Jacques Sirmond

Jacques Sirmond (12 or October 22nd 1559 with Riom - October 7th 1651) is a French man of the church, confessor of Louis XIII. He is regarded as one of the largest scholars of his time.

Its life and its work

He makes his studies with the college Jésuite of Billom, then, after its noviciate with Verdun and Pont-à-Mousson, it is ordered priest in 1576. Starting from 1581, it teaches the Rhétorique with Paris, where it counts François de Sales among his pupils. In 1590, it goes to Rome, where he is secretary of Claudio Acquaviva until in 1608. He attends Robert Bellarmin like Caesar Baronius and devotes his leisures to the study of the old texts which he discovers in the library vaticane. He is named confessor of Louis XIII in 1637.

Jacques Sirmond is known to have published forty Latin authors and chroniclers and Byzantine S of the medieval time, among which:

One still owes him an edition of the Concile S of Gaulle, Concilia antiquae Galliae , appeared in three volumes in 1629, as well as a Historia Praedestinatiana , treated against the doctrines of the Prédestination, published in 1648. Its Opera varied , appeared in five volumes in 1696 and republished with Venice in 1728, contain in particular a test in which it shows that Denys Aréopagite and Denis of Paris are two distinct saints, as well as the Hodoeporicum , a relation in Latin worms of its voyage of Paris to Rome in 1590. One allots finally a to him Elogio di cardinal Baronio , appeared in 1607.

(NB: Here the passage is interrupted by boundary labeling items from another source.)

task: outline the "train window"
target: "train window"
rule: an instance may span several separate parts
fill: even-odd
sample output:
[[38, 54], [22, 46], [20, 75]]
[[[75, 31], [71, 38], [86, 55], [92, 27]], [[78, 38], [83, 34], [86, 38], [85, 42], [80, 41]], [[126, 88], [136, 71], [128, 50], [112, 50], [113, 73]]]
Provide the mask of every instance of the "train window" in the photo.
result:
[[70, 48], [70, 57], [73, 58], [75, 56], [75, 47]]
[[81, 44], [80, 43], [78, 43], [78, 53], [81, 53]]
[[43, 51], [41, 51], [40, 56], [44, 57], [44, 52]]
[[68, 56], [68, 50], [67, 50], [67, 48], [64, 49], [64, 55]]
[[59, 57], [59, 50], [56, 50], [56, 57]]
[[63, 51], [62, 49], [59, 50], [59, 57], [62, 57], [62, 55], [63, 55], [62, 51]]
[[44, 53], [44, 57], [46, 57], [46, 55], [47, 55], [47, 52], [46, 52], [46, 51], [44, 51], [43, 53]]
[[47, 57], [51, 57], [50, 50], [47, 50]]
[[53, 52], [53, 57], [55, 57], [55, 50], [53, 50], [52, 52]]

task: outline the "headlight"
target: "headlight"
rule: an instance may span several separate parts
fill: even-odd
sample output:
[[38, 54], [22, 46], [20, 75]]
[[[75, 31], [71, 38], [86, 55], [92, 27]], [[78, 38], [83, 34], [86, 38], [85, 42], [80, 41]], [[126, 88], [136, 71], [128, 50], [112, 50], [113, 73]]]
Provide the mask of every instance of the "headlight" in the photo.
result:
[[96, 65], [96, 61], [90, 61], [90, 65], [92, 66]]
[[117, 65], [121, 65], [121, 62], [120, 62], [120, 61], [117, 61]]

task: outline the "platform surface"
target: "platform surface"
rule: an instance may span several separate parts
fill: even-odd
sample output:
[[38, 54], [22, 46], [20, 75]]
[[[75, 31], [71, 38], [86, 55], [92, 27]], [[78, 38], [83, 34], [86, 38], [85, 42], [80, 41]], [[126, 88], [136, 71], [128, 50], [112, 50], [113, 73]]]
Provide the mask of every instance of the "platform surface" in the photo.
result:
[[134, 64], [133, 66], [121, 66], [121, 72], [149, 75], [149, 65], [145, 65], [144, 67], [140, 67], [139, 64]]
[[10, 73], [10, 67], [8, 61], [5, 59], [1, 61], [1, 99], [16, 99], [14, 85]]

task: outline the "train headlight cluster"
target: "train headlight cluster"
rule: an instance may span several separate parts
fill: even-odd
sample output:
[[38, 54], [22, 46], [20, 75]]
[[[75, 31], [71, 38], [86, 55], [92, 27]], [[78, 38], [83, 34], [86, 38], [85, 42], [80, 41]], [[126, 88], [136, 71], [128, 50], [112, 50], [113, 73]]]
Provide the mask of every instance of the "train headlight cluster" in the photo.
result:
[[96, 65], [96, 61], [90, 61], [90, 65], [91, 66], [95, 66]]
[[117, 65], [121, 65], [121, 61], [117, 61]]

Pierre-Daniel Huet, which knew Sirmond towards the end of its life, writing: “I often saw, being young, the learned Jacques Sirmond, then almost centenary, but whose body was healthy, though it did not give him a exercise. I found it so to speak lying among his books, seldom left, and not taking of slackening (if one can employ this word in the case in question) that what its discussions with his/her friends required on serious matters and of literature. ”

Voltaire said of Sirmond that “it was one of most erudite and of the most pleasant men of his time. It is hardly known that he was confessor of Louis XIII, because he hardly made speak about him in this delicate station. He was preferred by the pope with all the scientists of Italy to make the Foreword of the Collection of the councils. Its many works were very estimated, and are read very little. ”

Its nephew, Jean Sirmond, will be a burning defender of Richelieu and one of the first members of the French Academy.